Question

If 5+2 root 3/7+root 3= a-root 3b, find a and b where a and b are rational numbers.

Answer 1

Answer:

$\large{\underline{\boxed{\sf a = \frac{29}{46} \: and \: b = - \frac{9}{46}}}}$

Step-by-step explanation:

$\sf \implies \frac{5 + 2 \sqrt{3} }{7 + \sqrt{3} } = a - \sqrt{3} b \\ \\ \sf \implies \frac{5 + 2 \sqrt{3} }{7 + \sqrt{3} } \times \frac{7 - \sqrt{3} }{7 - \sqrt{3} } \\ \\ \sf \implies \frac{(5 + 2 \sqrt{3})(7 - \sqrt{3})}{(7)^{2} - { (\sqrt{3} )}^{2} } \\ \\ \sf \implies \frac{35 - 5 \sqrt{3} + 14 \sqrt{3} - 6 }{49 - 3} \\ \\ \sf \implies \frac{29 + 9 \sqrt{3} }{46} \\ \\ \sf \implies \frac{29}{46} + \frac{9 }{46} \sqrt{3}$

On comparing it with a - √3 b,

$\boxed{ \bf a = \frac{29}{46} \: and \: b = - \frac{9}{46} }$

_______________________

$\large{\underline{\underline{\mathfrak{\heartsuit \: Extra \: Information: \: \heartsuit}}}}$

To rationalise the denominator, just multiply the whole fraction by its rationalising factor.

Example -

$\sf \frac{1}{2 - \sqrt{3}}$

Here, the rationalising factor of 2 - √3 is 2 + √3.

Answer 2

$\mathfrak{\large{\underline{\underline{Answer :-}}}}$

$\boxed{\bold{a = \dfrac{29}{46}, \: b = - \dfrac{9}{46}}}$

$\mathfrak{\large{\underline{\underline{Explanation :-}}}}$

Given :

$\dfrac{5 + 2\sqrt{3} }{7 + \sqrt{3} } = a - \sqrt{3}b$

To find : Value of a and b

Solution :

$\sf{\dfrac{5 + 2\sqrt{3} }{7 + \sqrt{3}} = a - \sqrt{3}b}$

Consider Left Hand Side

$\sf{\dfrac{5 + 2\sqrt{3} }{7 + \sqrt{3}}}$

Rationalize the denominator

The Rationalizing factor of 7 + √3 is 7 - √3 . So, Multiply numerator and denominator with rationalising factor.
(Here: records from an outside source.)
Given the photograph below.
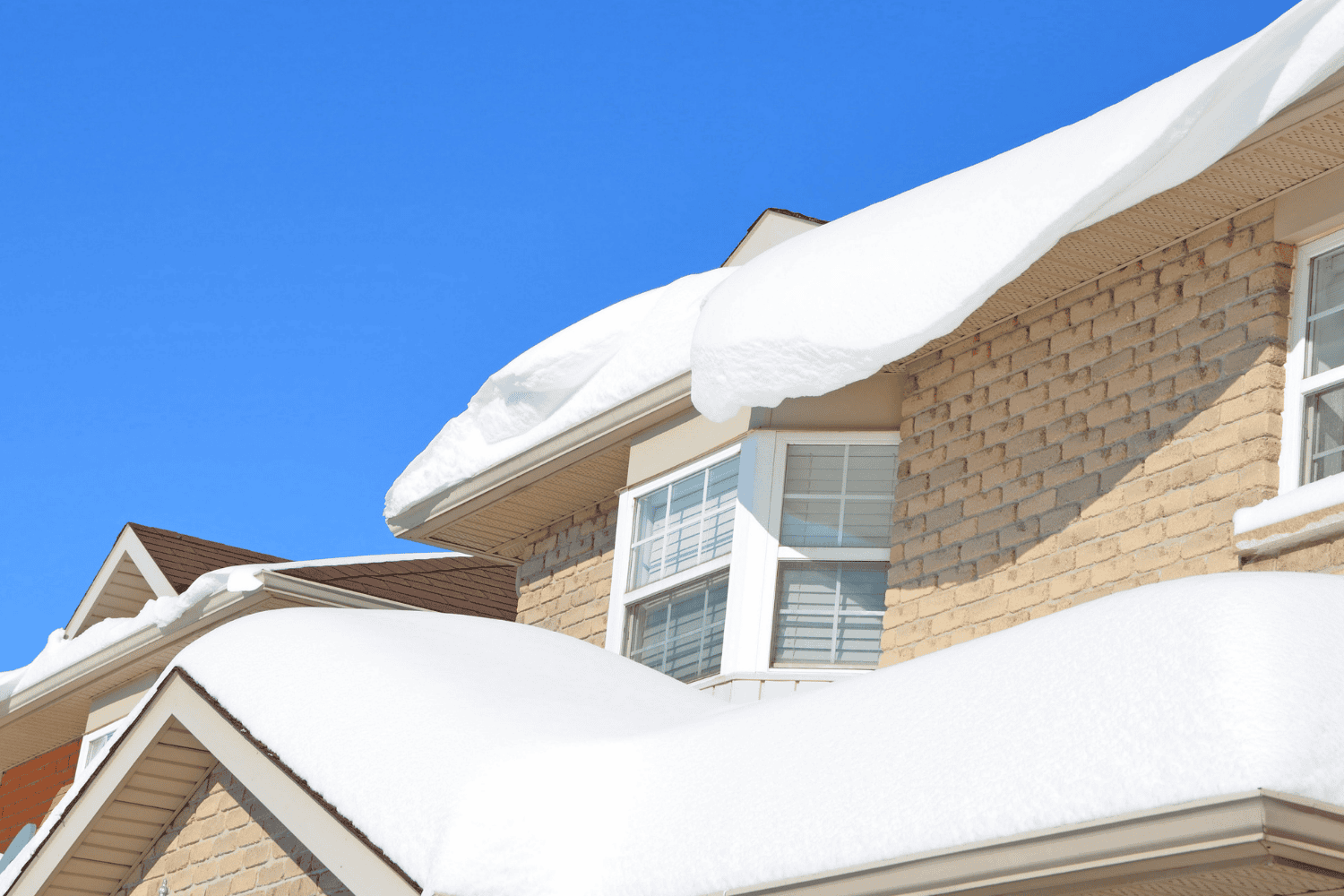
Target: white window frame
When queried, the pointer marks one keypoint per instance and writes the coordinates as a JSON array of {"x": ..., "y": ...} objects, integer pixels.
[
  {"x": 754, "y": 560},
  {"x": 1297, "y": 384},
  {"x": 621, "y": 592},
  {"x": 89, "y": 737}
]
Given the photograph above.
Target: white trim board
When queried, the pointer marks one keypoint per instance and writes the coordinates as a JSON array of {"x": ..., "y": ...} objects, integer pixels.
[{"x": 183, "y": 704}]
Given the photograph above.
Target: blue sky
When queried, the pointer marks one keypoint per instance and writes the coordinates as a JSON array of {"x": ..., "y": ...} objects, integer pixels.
[{"x": 253, "y": 255}]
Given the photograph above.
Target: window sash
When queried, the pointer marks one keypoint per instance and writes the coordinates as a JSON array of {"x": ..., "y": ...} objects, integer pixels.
[
  {"x": 672, "y": 533},
  {"x": 680, "y": 632}
]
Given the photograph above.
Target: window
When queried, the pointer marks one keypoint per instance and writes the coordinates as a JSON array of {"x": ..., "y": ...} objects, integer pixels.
[
  {"x": 685, "y": 522},
  {"x": 680, "y": 632},
  {"x": 771, "y": 554},
  {"x": 1314, "y": 406},
  {"x": 96, "y": 742}
]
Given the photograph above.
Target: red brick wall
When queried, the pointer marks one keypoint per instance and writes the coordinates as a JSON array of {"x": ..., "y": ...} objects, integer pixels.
[{"x": 29, "y": 788}]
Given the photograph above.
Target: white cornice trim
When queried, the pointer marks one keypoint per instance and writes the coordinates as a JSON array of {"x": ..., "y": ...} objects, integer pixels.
[
  {"x": 332, "y": 840},
  {"x": 1220, "y": 831}
]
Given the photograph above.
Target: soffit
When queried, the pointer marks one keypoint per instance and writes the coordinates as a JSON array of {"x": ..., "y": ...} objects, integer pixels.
[
  {"x": 500, "y": 528},
  {"x": 1254, "y": 172},
  {"x": 61, "y": 719}
]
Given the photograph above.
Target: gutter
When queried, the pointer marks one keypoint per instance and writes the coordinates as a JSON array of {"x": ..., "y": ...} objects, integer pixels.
[
  {"x": 593, "y": 435},
  {"x": 1219, "y": 833}
]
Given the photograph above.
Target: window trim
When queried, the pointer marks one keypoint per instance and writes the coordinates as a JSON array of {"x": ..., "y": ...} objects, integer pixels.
[
  {"x": 621, "y": 594},
  {"x": 1297, "y": 384}
]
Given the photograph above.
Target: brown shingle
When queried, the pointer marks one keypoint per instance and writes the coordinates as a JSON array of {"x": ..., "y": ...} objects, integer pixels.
[
  {"x": 473, "y": 586},
  {"x": 183, "y": 557}
]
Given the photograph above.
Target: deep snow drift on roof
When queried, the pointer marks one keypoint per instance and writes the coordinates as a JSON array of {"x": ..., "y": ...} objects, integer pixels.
[
  {"x": 831, "y": 306},
  {"x": 496, "y": 758}
]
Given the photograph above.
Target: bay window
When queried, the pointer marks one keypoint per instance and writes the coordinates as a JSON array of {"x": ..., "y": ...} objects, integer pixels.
[
  {"x": 1314, "y": 402},
  {"x": 765, "y": 556}
]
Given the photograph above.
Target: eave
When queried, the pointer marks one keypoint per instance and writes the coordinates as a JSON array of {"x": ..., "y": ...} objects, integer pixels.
[{"x": 1241, "y": 840}]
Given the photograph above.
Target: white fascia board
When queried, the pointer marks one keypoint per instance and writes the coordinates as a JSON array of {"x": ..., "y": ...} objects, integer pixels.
[
  {"x": 599, "y": 433},
  {"x": 124, "y": 651},
  {"x": 126, "y": 544},
  {"x": 328, "y": 837},
  {"x": 1220, "y": 831}
]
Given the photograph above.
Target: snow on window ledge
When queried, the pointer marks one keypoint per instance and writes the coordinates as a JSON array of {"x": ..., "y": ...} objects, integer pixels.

$= \dfrac{5 + 2 \sqrt{3} }{7 + \sqrt{3} } \times \dfrac{7 - \sqrt{3} }{7 - \sqrt{3} }$

$= \dfrac{5(7 - \sqrt{3}) + 2 \sqrt{3}(7 - \sqrt{3})}{ {7}^{2} - {( \sqrt{3})}^{2} }$

Since (x + y)(x - y) = x² - y²

$= \dfrac{35 - 5 \sqrt{3} +14 \sqrt{3} - 2(3)}{49 - 3}$

$= \dfrac{35 + 9 \sqrt{3} - 6 }{46}$

$= \dfrac{29 + 9 \sqrt{3} }{46}$

$= \dfrac{29}{46} + \dfrac{9 \sqrt{3} }{46}$

Now Consider, $\dfrac{5 + 2\sqrt{3} }{7 + \sqrt{3} } = a - \sqrt{3}b$

$\sf{\implies{ \dfrac{29}{46} + \dfrac{9 \sqrt{3} }{46}= a - \sqrt{3}b}}$

Equating to the corresponding rational and irrational number we have ,

$a = \dfrac{29}{46}$

$- \sqrt{3}b = \dfrac{9 \sqrt{3} }{46}$

$- b = \dfrac{9}{46}$

$b = - \dfrac{9}{46}$

$\boxed{\bold{a = \dfrac{29}{46}, \: b = - \dfrac{9}{46}}}$

Identity used :-

(x + y)(x - y) = x² - y²

Extra info related to the question :-

What is a rationlising factor ?

If the product of two irrational numbers is a rational number then each of the the two is rationalising factor of the other.

How to rationalise the denominator ?

1) Consider the denominator of the fraction.

2) Then multiply the numerator and denominator with rationalising factor of the denominator.